When I say that streaming is a business model, I’m referring to video services like Netflix and Hulu Plus, and music services like MOG, Rdio and Napster. Users pay a monthly subscription that is far less than the price of content on its own. They give up the idea of ownership, but in return they get a lot more content.
That’s how OnLive should work. Because the games are delivered instantly, OnLive has the potential to offer players a video game smorgasbord, where they could hop back and forth between games as they please. Instead, OnLive’s main luxury is that you don’t need a muscular PC to run modern games. In exchange, you deal with slight input lag and the uneasy feeling that the game for which you paid full price might not be available to you in a few years.
I realize that innovative new business models might be beyond OnLive’s control. As with any form of media, the content owners — in this case game publishers — call the shots, and I’m guessing they don’t want to see their revenue boiled down to a flat, monthly rate. Like movies, video games are an industry of blockbusters, and you don’t see movie studios offering their latest hits on Netflix Instant Watch, either.
I just wish there was some way OnLive could be a little more disruptive with its business model, not just its technology, because paying ownership prices for streaming content seems like a dead end.

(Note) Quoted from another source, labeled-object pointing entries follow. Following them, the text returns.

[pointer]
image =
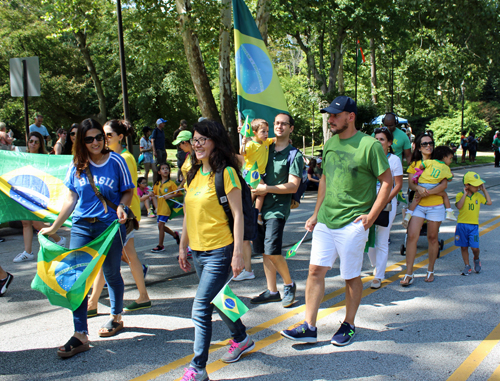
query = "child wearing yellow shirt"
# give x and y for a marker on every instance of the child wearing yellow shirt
(467, 232)
(256, 150)
(429, 175)
(163, 190)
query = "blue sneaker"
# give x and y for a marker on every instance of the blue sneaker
(301, 333)
(344, 335)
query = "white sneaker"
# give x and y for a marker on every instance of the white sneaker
(245, 275)
(23, 257)
(62, 242)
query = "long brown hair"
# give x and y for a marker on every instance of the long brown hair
(81, 155)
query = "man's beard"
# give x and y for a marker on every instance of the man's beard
(339, 131)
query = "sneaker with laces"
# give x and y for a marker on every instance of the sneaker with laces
(477, 265)
(62, 242)
(266, 297)
(289, 295)
(237, 349)
(451, 216)
(191, 374)
(23, 257)
(157, 249)
(467, 270)
(244, 275)
(344, 335)
(301, 332)
(4, 283)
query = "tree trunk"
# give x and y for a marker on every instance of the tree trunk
(197, 68)
(81, 39)
(226, 98)
(263, 12)
(373, 71)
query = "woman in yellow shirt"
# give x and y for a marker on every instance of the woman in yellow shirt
(216, 248)
(430, 208)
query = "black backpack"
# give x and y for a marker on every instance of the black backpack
(303, 182)
(250, 214)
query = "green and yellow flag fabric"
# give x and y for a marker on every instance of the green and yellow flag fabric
(257, 84)
(32, 186)
(229, 304)
(252, 177)
(65, 277)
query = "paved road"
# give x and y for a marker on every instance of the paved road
(448, 329)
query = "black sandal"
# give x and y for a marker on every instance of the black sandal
(112, 327)
(72, 347)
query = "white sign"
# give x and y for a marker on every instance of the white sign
(16, 76)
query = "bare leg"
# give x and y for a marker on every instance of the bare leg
(315, 290)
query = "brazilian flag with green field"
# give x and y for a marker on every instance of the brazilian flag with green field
(65, 276)
(257, 84)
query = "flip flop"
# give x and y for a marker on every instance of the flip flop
(112, 327)
(72, 347)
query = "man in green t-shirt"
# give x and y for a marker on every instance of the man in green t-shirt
(346, 208)
(282, 179)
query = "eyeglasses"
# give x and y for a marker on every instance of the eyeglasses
(90, 139)
(200, 141)
(284, 124)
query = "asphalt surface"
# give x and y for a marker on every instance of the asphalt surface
(448, 329)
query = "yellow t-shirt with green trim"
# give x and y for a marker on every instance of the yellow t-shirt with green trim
(256, 152)
(132, 167)
(432, 200)
(161, 189)
(206, 222)
(469, 214)
(434, 172)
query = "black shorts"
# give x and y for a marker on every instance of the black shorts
(270, 237)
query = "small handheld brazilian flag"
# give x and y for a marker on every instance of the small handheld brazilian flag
(229, 304)
(293, 250)
(246, 130)
(252, 177)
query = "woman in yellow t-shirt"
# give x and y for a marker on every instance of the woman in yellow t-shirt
(215, 249)
(430, 208)
(116, 131)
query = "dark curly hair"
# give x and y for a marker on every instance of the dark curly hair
(223, 155)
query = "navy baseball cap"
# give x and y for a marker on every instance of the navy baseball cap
(340, 104)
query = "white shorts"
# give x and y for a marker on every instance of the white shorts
(347, 243)
(430, 213)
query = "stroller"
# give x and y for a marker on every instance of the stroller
(423, 231)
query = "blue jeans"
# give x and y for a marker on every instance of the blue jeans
(82, 233)
(212, 268)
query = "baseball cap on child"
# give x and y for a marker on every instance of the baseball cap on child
(473, 179)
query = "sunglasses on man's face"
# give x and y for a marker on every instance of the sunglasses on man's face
(90, 139)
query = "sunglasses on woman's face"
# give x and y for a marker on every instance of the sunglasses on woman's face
(90, 139)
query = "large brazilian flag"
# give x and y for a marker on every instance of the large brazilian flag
(65, 277)
(32, 186)
(258, 87)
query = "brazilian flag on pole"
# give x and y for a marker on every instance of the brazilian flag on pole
(257, 84)
(229, 304)
(32, 186)
(65, 277)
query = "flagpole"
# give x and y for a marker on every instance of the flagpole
(356, 75)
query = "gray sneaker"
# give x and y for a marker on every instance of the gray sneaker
(477, 265)
(237, 349)
(289, 296)
(467, 270)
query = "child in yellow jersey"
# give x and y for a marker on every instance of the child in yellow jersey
(429, 175)
(256, 150)
(161, 189)
(467, 232)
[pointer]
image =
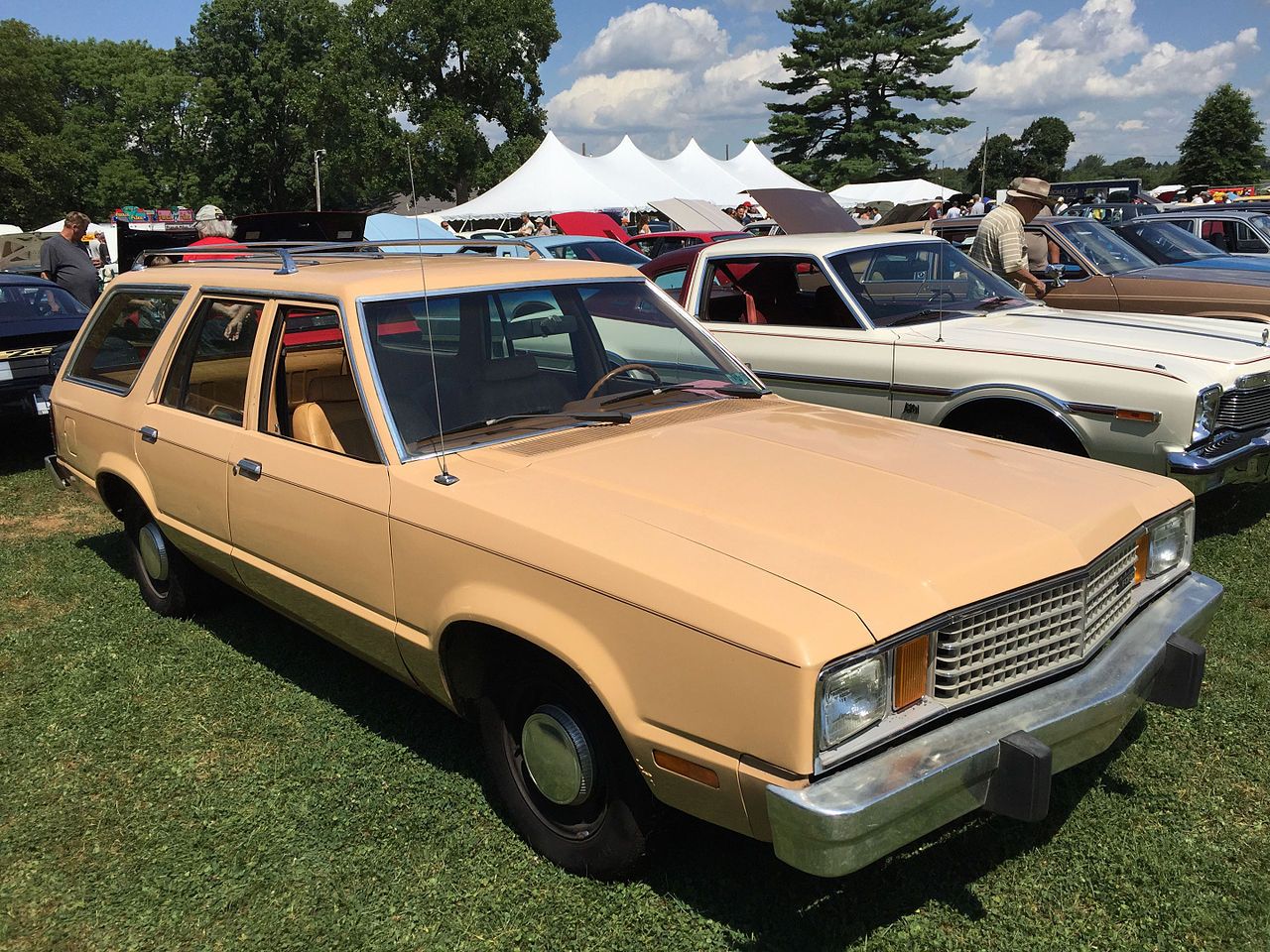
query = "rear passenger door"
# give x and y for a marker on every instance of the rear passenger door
(309, 489)
(186, 434)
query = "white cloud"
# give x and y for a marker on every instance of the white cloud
(666, 73)
(654, 36)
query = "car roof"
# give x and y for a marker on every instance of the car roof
(356, 276)
(12, 278)
(822, 244)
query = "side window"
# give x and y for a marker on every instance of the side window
(208, 371)
(310, 395)
(121, 336)
(672, 281)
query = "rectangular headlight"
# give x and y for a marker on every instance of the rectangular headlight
(1206, 405)
(1171, 543)
(849, 699)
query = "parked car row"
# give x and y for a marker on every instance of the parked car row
(548, 497)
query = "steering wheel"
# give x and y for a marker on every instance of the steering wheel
(602, 381)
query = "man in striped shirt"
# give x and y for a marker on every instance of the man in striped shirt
(1000, 244)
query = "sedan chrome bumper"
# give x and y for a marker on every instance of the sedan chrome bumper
(1001, 757)
(1230, 457)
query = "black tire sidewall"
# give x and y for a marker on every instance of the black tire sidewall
(626, 807)
(173, 598)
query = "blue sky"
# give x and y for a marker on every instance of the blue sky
(1124, 73)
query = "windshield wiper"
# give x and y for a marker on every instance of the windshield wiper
(726, 390)
(1001, 301)
(603, 416)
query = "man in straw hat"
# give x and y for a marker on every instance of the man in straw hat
(1001, 245)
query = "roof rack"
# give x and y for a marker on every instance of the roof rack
(313, 252)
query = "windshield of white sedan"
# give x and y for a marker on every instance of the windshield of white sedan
(919, 284)
(1109, 253)
(517, 359)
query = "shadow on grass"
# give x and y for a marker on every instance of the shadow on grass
(27, 442)
(724, 876)
(1230, 509)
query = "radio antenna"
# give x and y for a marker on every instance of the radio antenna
(444, 476)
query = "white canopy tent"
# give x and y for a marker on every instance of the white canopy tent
(756, 171)
(557, 179)
(894, 191)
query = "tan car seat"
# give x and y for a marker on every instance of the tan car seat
(333, 419)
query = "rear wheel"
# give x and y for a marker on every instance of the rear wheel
(563, 774)
(169, 583)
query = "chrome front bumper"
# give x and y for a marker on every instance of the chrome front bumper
(991, 758)
(1230, 457)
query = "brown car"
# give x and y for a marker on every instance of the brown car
(1102, 272)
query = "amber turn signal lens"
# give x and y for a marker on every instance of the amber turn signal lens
(686, 769)
(911, 661)
(1139, 566)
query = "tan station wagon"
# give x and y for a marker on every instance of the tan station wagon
(539, 493)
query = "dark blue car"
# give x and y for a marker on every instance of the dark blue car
(37, 318)
(1166, 243)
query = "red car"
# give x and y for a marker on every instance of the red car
(658, 243)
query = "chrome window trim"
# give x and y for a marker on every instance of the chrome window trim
(685, 322)
(102, 303)
(826, 270)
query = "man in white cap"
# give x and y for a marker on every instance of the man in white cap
(1001, 245)
(213, 229)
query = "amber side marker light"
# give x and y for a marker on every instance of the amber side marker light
(1137, 416)
(1139, 565)
(686, 769)
(911, 661)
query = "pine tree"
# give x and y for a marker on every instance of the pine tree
(856, 68)
(1223, 145)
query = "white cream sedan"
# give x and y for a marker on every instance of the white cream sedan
(908, 326)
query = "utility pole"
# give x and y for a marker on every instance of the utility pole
(318, 154)
(983, 164)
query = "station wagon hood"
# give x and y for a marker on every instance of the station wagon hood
(894, 522)
(1135, 340)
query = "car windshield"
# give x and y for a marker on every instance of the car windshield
(920, 282)
(39, 301)
(458, 363)
(1166, 243)
(1102, 248)
(599, 250)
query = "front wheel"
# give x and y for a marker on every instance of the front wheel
(169, 583)
(563, 774)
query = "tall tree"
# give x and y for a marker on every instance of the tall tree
(1002, 163)
(1224, 143)
(856, 68)
(458, 70)
(276, 80)
(1043, 149)
(37, 168)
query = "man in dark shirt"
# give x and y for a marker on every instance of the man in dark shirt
(64, 261)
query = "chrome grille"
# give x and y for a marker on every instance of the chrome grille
(1040, 630)
(1243, 409)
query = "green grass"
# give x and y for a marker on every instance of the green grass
(235, 782)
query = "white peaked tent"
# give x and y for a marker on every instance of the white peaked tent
(557, 179)
(756, 171)
(894, 191)
(702, 177)
(553, 179)
(627, 171)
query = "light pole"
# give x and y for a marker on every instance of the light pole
(318, 154)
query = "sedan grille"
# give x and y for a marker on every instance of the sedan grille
(1243, 409)
(1034, 633)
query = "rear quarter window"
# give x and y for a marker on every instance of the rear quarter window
(121, 336)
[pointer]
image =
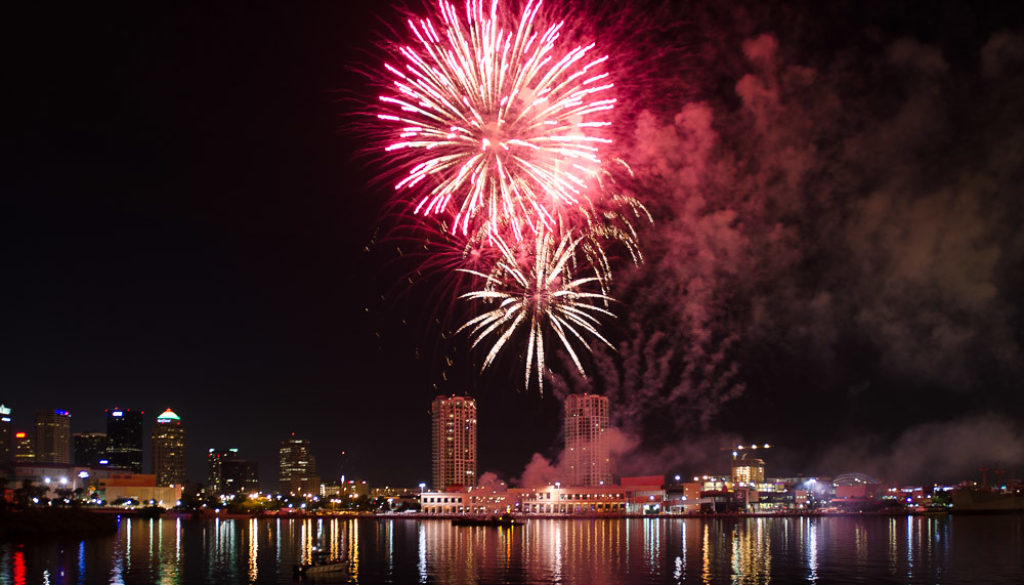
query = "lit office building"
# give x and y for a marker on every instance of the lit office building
(215, 460)
(587, 458)
(6, 435)
(454, 426)
(52, 443)
(124, 435)
(748, 469)
(168, 442)
(240, 476)
(90, 449)
(298, 467)
(24, 451)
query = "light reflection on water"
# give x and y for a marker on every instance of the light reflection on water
(868, 549)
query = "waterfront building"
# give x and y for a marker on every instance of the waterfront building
(454, 442)
(240, 476)
(390, 492)
(124, 435)
(90, 449)
(748, 470)
(215, 460)
(140, 489)
(52, 443)
(24, 450)
(6, 435)
(55, 477)
(297, 470)
(168, 442)
(588, 461)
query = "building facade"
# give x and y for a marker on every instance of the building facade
(215, 460)
(240, 476)
(587, 458)
(454, 434)
(25, 452)
(6, 435)
(168, 442)
(297, 473)
(90, 449)
(124, 435)
(52, 443)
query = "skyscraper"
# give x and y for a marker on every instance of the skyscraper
(52, 443)
(90, 449)
(241, 476)
(124, 435)
(298, 467)
(168, 442)
(454, 425)
(6, 435)
(24, 451)
(587, 456)
(215, 460)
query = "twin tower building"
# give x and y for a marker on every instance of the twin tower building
(586, 460)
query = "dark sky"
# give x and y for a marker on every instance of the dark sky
(835, 265)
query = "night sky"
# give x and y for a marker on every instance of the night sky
(190, 209)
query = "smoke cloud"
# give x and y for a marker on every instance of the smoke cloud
(837, 238)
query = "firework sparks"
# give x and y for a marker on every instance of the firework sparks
(497, 124)
(539, 294)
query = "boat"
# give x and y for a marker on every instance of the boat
(321, 566)
(502, 520)
(975, 500)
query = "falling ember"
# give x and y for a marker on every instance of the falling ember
(498, 124)
(541, 296)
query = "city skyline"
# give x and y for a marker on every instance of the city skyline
(202, 222)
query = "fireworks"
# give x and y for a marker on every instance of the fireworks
(498, 129)
(541, 295)
(497, 124)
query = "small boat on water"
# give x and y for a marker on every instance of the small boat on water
(320, 565)
(502, 520)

October 7th, 2010 at 6:04 pm
THe publishers would shoot them down in a minute
October 7th, 2010 at 9:45 pm
Except that the dying publishing industry will soon call no shots.. Onlive and Netflix will make publishers obsolete in the way the net makes newspapers oboslete and search will sooner or later make ads obsolete (search doesn't actually need ads to run but i undermines adfertising one way or another.)
Onlive only needs consolidate offer movies music and gaming for a single subscription, it can then also offer pc services. This type of consolidation is actually good because it undermines the kind of sponsorship driven communication that amounts to censorhip and loss of meaningful citizenship.
October 8th, 2010 at 2:38 pm
I'd love to see such a disruptive approach where consumers have more flexibility in what their gaming dollar gets them. Its extremely frustrating to blow $60 on a game only to find out that its no fun to play after the fact. I would have loved to see Google really get behind the Nexus One and bring phone first, carrier second choice to consumers. Unfortunately, it wasn't in the cards.
October 30th, 2010 at 1:31 pm
If onlive doesn't offer a flat rate subscription, then their only pitch is you don't need a good computer. Selling a service to people who don't have any money isn't a good strategy.